I don't see Gee's work as a huge departure from Kinneavy's, but rather a succinct and practical set of tools to use in carrying out analysis within the broad framework Kinneavy worked to establish. I still have to work through what came between these two texts, which is a future project, but these make a nicely balanced pair of theory and application.

Works Cited:
Gee, James Paul. An Introduction to Discourse Analysis Theory and Method, 2nd ed.New York: Routledge, 2005.

Kinneavy, James. A Theory of Discourse: The Aims of Discourse. New York: Norton Publishers, 1980.

Posted by cageyer at 11:17 AM | Comments (0)

January 17, 2007

On (Written) Argument

Berrill, Deborah P. editor. Perspectives on Written Argument. Cresskill, N.J.: Hampton Press, Inc., 1996.

Edited collections abound in this discipline, which is nice for exam preparation since I don't have to do a lot of journal searching for articles because there are so many authors involved in these collections.

I think my favorite essay of this collection is Berrill's own on "Reframing Argument from the Metaphor of War." For all the feminist scholarship aimed at inclusiveness and opening up the tradition, this seems to me to take on the core of the male-dominant nature of the history. Argument is not war, but Berrill does a nice job (as do other scholars in other places, to be fair) picking up on Lakoff and Johnson's work in Metaphors we Live By, highlighting how often the descriptions of verbal interaction include metaphors such as "destroy," "smash," and "demolish."

The point of this collection is to ask "what is argument?" and then "formulate what the question means" (2). It is not new information to me that the combative, debate-style version of argument isn't all that argument is.
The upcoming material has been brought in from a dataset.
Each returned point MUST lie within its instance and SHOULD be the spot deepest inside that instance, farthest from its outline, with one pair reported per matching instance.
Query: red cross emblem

Since my goal was to be a lawyer, I learned that argument is case-building. In my years of biblical research, it might be termed "precept upon precept, line upon line." Story-telling is argument, it's a proposal to see the world in a certain way, to believe certain things are true about that world, and to life according to that view. So in the introduction to the volume, this comment stands out:

These different voices necessarily carry different beliefs about what constitutes validity, about what sorts of evidence are acceptable or even must be include, about what difference is all about and hence, what argument is all about. (5)

Basically, as Berrill says in her introduction, this collection taken as a whole points out that "the essential aspect of argument is the voicing of differences" (6). Some of the essays focus on the way children make arguments - narratives and stories and examples from which they expect others to behave or respond in a certain way. Other authors in the series talk about how people in other cultures (Japan, African Americans, other Pacific cultures) view argument. All these point to the decentering of Eurocentric theory of argument as logical and rational (only).
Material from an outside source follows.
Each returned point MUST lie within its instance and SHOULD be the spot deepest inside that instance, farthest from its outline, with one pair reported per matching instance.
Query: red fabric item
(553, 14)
I'm not sure who the audience for this collection is. The series editor's preface specified "writing in the human world" and that the series "presents scholarly work on written language in its various contexts" (vii). As a CCR student, little in this text was new, though several of the essays were enjoyable to read.

Posted by cageyer at 06:46 PM | Comments (0)

January 16, 2007

The project I'm not doing

Geisler, Cheryl. Analyzing Streams of Lanuage: Twelve Steps to the Systematic Coding of Text, Talk, and Other Verbal Data. New York: Pearson Longman, 2004.
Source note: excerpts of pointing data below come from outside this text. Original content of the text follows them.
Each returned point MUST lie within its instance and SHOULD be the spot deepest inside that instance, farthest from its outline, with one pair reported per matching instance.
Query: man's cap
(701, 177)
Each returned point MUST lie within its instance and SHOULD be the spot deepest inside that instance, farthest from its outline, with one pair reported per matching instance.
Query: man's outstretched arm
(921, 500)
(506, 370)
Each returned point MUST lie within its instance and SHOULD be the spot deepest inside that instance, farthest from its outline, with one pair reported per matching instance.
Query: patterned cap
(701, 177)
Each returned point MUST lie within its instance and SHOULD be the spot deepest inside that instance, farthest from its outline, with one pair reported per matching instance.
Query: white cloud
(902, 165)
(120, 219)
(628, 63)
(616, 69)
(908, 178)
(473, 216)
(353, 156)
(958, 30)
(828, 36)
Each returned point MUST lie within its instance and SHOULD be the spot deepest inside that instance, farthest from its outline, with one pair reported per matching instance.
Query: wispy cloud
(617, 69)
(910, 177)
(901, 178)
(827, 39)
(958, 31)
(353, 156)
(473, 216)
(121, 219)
This book would be a great text for anyone who was engaged in a coding project (which I am not). When I took M.H.'s 691 methods course a couple years ago, we visited this method (coding) in brief. The whole project of identifying "basic units of language" in a text - the words, "t-units." clauses, etc. seem much more detailed and minute than I am interested in. It's useful to me for clarifying what my project is not, which is why I think LWP recommended it for me. I'm interested in a different level of analysis - something more general, more big picture. But I can see that in rhetorical analysis, the tendency to pick out words and argue for what those words suggest about the text, could easily border on this kind of coding project. Knowing this, I'll be careful to be specific in defining my method.

Now, having said all that, if I ever needed to do this kind of analysis, I would definitely want this text next to me.